Evolution of Technology

Scaphoid Open Reduction Screw Fixation

The guiding principle for operative treatment of scaphoid fractures is an anatomic reduction and compression across the fracture. There have been many developments to simplify techniques and minimize destruction when fixing it. Passing a small wire from either the front or back of the scaphoid along its long axis, checking its position with the aim to be as center as possible within the bone and then threading a hollow screw over the wire has shown to be an effective method to heal the bone. The design of the screw adds to its compressive ability. The far threads on the screw have a larger pitch than the near threads, so that as the far end of the screw engages the far fragment, the screw moves a larger distance per rotation than in the near fragment, compressing the two fragments together. Another technique involves a staple across the fracture site. The staple provides compression as well minimizes destruction of the center of the scaphoid.

Evolution of Procedure

Scaphoid Fracture Fixation

Operative fixation of scaphoid fracture relies on compression across the fracture to stimulate healing. Depending on the nature of the fracture, the surgeon may make a surgical incision and dissection on either the front or back of the hand or possibly do the surgery through a hole just large enough for the screw, called percutaneous screw fixation.
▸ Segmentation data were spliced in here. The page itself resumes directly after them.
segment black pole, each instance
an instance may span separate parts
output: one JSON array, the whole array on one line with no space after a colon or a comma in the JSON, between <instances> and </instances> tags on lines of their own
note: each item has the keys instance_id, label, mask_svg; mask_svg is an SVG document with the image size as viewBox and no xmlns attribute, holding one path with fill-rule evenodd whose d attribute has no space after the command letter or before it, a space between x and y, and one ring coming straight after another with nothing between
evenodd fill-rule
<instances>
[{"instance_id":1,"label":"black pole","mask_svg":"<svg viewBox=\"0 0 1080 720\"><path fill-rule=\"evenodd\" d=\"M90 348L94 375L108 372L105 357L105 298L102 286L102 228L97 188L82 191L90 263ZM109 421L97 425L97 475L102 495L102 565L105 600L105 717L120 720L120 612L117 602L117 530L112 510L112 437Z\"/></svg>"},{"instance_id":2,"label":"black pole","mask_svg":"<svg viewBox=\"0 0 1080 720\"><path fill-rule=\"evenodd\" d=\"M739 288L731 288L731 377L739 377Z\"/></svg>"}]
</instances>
After x-rays are taken to ensure proper placement of hardware, the wound will be closed and the hand will likely be placed in a thumb spica splint, designed to immobilize the thumb and scaphoid while the bone heals.

Evolution of Diagnosis

Scaphoid Fracture

The scaphoid is the most common carpal bone to be broken in the hand and often present as tenderness to the space in between the thumb and the index finger deemed the “anatomic snuffbox”. It articulates with four other bones in the hand and the radius, making it important for overall hand and wrist motion. Because of all the areas on the scaphoid dedicated to motion with other bones, the blood supply is tenuous and comes from the end of the bone in a retrograde fashion. This atypical blood supply pattern makes healing the bone after fracturing difficult. If the scaphoid is unable to heal, part of it dies, resulting in a condition called scaphoid non-union advanced collapse (SNAC wrist) which is a painfully debilitating cascade of osteoarthritis in the hand.